看了看对面已经趴在桌子上呼呼大睡的袁懋勤。
再看看一手撑着脑袋晃晃悠悠、迷迷瞪瞪的袁懋承。
冯师爷站起身来,“袁老板,时辰已经不早了,看咱们也都喝了不少,我和朱三还得再去街上转悠转悠,巡视巡视。
咱们清延城的地面儿上虽然还算平静,但入夜之后,难免有个小偷小摸儿的,我们也得替百姓们守着清延城的安宁对吧?”
“哎哟,冯师爷,您辛苦辛苦!”袁懋承拱拱手,醉眼朦胧地看向冯师爷。
“应该的,应该的。
已经快三更了,那我们哥儿俩就先告辞了,袁老板兄弟俩也歇歇吧。“
“好,那……那……袁某……送冯师爷和……朱爷。”袁懋承说着,撑着桌子要站起来,只是腿还没伸直呢,一屁股又坐了回去。
冯师爷忙伸手扶了一把,“哎哟,好了好了,袁老板,您就坐着吧,那边儿不是还有个值夜的小伙计吗?
您叫他照顾着您赶紧去睡一觉吧。
夜深了,再坐在这儿,一会儿会着凉的。”
袁懋承还要站起来相送,冯师爷忙摁住他,“我们自己会开门出去,您就坐着吧。”
这时,一旁的秋来快步走到大门那里,伸手将大门打开。
朱三和冯师爷一起走出了福缘客栈。
客栈的大门在身后关上了。
冯师爷回头看向那两扇紧闭的大门,又看了看门前灯笼上的“福缘”两个字,心里更肯定了——
这里或是住了暗察御史;
或是……真的就像是袁懋承所说的“钦差大臣”。
想到这儿,冯师爷片刻不敢耽搁,转身快步朝着府衙跑去。
当冯师爷和朱三的身影彻底消失在街道的尽头时,福缘客栈对面巷口的阴影里走出了两大两小——两个高大的身影护卫着两个小小的身影。

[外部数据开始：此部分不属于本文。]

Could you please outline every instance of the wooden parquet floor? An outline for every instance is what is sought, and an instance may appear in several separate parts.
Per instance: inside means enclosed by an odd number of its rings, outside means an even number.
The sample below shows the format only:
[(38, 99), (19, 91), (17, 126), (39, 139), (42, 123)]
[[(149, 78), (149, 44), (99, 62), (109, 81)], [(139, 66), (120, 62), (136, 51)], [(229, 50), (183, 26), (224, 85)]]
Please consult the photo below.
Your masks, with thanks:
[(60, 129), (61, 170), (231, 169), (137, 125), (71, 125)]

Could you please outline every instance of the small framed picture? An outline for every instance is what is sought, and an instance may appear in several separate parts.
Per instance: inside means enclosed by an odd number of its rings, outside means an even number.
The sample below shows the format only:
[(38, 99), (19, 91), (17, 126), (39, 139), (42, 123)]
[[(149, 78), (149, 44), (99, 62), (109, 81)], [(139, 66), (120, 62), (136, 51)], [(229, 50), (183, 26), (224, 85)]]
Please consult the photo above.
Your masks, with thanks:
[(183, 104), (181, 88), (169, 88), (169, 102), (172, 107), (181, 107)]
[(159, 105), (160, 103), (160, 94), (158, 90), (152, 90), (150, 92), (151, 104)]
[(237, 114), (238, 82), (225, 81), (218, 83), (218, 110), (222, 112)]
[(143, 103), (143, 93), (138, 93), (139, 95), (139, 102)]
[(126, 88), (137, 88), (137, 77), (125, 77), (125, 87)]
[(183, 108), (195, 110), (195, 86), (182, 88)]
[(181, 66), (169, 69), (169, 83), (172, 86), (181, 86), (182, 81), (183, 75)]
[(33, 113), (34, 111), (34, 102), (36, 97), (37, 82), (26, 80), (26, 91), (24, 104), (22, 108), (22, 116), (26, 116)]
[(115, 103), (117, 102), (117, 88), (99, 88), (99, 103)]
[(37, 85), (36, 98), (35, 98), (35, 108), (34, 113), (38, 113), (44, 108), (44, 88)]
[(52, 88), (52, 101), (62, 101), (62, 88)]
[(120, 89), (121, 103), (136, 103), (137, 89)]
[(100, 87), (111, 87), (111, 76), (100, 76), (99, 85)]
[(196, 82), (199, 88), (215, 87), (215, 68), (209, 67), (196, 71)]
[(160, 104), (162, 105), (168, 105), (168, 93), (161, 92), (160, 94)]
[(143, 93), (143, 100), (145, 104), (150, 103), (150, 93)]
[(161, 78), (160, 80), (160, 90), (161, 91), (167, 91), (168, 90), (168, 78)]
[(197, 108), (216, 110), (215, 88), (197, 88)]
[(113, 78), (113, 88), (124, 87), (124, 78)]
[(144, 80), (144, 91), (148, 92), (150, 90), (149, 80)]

一个小男孩儿抱着一个睡着的小女孩儿走在中间,正是赫连琦和萧雨珠,身边跟着的是风一和风二。
李能几人已经审讯完毕,一个个的都已经绳捆锁绑,关在了那所宅子里,自有风一的手下在那里看守着。
风一和风二护着赫连琦和萧雨珠回了福缘客栈。
萧雨珠已经在赫连琦的怀里睡着了。
几人走到福缘客栈对面时,耳音极好的他们就已经听到了门里的说话声。
几人听着袁懋承那结结巴巴的醉话,再听着那个冯师爷问出的话,应该是已经快得到了他们所要的“答案”了,他们很快就会离开了。
赫连琦几人悄悄地退到了斜对面的巷子中,站在阴影里。
果然,不一会儿,那冯师爷和朱三就出了福缘客栈,一路跑去了府衙。